Is it fair to say that an ability to reason and write well is much less valuable for a political career today than it was a hundred years ago? Or to say that these qualities have usually been less important in the more democratic United States than in aristocratic Europe?
Anyway, Churchill was lucky to have had, in Asquith, a leader himself of sufficient brilliance to appreciate and promote such a talented subordinate. Asquith took a double first in ‘Mods and Greats’ (classical languages and philosophy) at Oxford in 1874, was elected to a prize fellowship at Balliol, and went on to a successful career as a highly paid London lawyer before going into politics.

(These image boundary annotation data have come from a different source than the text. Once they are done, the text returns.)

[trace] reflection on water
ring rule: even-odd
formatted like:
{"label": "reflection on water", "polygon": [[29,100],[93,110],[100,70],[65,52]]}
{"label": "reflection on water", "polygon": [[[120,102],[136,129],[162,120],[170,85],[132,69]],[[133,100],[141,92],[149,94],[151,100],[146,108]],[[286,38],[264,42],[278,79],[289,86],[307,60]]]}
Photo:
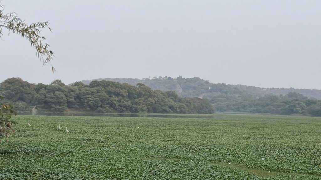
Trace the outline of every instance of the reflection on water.
{"label": "reflection on water", "polygon": [[[31,115],[31,112],[21,112],[18,113],[20,115]],[[137,117],[149,118],[206,118],[212,119],[222,119],[224,116],[211,114],[116,114],[104,113],[90,113],[77,112],[47,112],[39,113],[37,115],[44,116],[113,116],[119,117]]]}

Churchill gives us this attractive portrait of the man, in the setting of a vanished world:
“I saw him most intimately in the most agreeable circumstances. He and his wife and elder daughter were our guests on the Admiralty yacht for a month at a time in the three summers before the War. Blue skies and shining seas, the Mediterranean, the Adriatic, the Aegean, Venice, Syracuse, Malta, Athens, the Dalmatian coast, great fleets and dockyards - the superb setting of the King's Navy; serious work and a pleasure cruise filled these very happy breathing-spaces…

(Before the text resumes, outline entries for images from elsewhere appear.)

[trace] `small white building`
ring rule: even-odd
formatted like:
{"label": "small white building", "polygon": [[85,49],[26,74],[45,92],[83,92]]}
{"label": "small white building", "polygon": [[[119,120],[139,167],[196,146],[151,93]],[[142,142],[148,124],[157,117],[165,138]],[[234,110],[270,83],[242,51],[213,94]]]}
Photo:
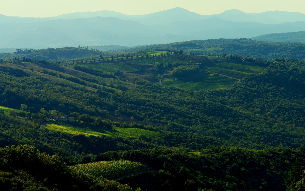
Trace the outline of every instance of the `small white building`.
{"label": "small white building", "polygon": [[56,117],[54,119],[58,121],[64,121],[65,122],[74,122],[74,117],[68,117],[68,116],[61,116],[60,117]]}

“For the rest, you would not have supposed he had a care in the world. He was the most painstaking tourist. He mastered Baedeker, examined the ladies upon it, explained and illuminated much, and evidently enjoyed every hour. He frequently set the whole party competing who could write down in five minutes the most Generals beginning with L, or Poets beginning with T, or Historians with some other initial. He had innumerable varieties of these games and always excelled in them… he basked in the sunshine and read Greek. He fashioned with deep thought impeccable verses in complicated metre, and recast in terser form classical inscriptions which displeased him. I could not help much in this. But I followed with attention the cipher telegrams which we received each day, and of course we were always on the new wireless of the Fleet.
“One afternoon we drove along a lovely road near Cattaro - a harbour in those days of peculiar interest, not merely for its scenery. We suddenly met endless strings of mules and farm horses. We asked where they were going and what for. We were told, 'They are dispersing. The manoeuvres are cancelled.' The Balkan and European crisis of 1913 was over!”
(The first picture is the Admiralty yacht ‘Enchantress’. The second is a view of Cattaro (Kotor), a coastal town in Montenegro, one of the main bases of the Austro-Hungarian Navy in World War I.)